The Comparison Hangover


 

 

Living over 2,000 miles from most of my family and friends means that I need an easy way to keep in touch with them and update on what’s going on in my life, as well as see how things are going with them. Without Facebook I would never know about the cute things my oldest nephew has been saying, how big my friend’s baby is getting, or that my cousin has been ill but is keeping a good outlook on life. As any good thing, without moderation it can become bad.

Social networking has become so much a part of our society that it almost seems extreme if someone does not participate in it. The other day I read this article of things that can “sink you mood”. Number two hit me right between the eyes. It was like a light turned on inside my brain, “That’s why I feel this way”. Here is what it said: 

 

 

“Spending too much time on a social network like Facebook can give you “a comparison hangover.”

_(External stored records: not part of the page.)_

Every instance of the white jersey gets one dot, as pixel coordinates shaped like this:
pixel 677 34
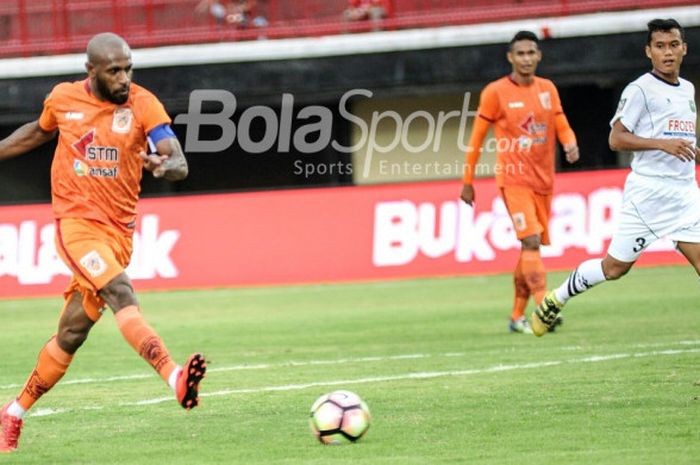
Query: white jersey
pixel 653 108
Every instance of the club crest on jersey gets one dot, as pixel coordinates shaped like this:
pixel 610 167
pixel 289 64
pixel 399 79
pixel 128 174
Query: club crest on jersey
pixel 121 120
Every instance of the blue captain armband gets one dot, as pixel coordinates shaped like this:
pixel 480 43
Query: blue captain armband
pixel 157 134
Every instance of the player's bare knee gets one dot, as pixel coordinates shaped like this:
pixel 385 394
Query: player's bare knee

“I first heard [this term] from Marie Forleo, which describes the crummy feelings you get after engaging in way too much envy-stoking behavior, especially without the full picture of what someone else’s life is really like,” said Ashley Eder, LPC, a psychotherapist in Boulder, Colorado. How do you know when too much is too much? “When you find the smile from reading up on your friends’ lives has faded,” she said.”

 

 

 

It made so much sense.

 

In the place that I am in right now I tend to spend a lot of time on Pinterest looking at how I can decorate and arrange a place once I get one. What I can buy once we have money. How I can shop and coupon once we have our own refrigerator  Even how I can clean and organize once there is something to organize. Unfortunately those things take my mind away from living in the now. I tend to dream about what could be and will be, instead of embracing what is

 

So with Facebook I am going to try to make sure I still stay connected, without spending hours on there a day. Stopping if my smile fades when I read up on their lives. With Pinterest I am making a conscious effort to not go browsing, but only look for specific things that I’m in need of now. As my friend at work keeps telling me, “Life is good, even when its bad”. I want to be able to see the good in MY life, so I need to stop drowning it out with someone else’s “good” that I don’t even know the whole story behind.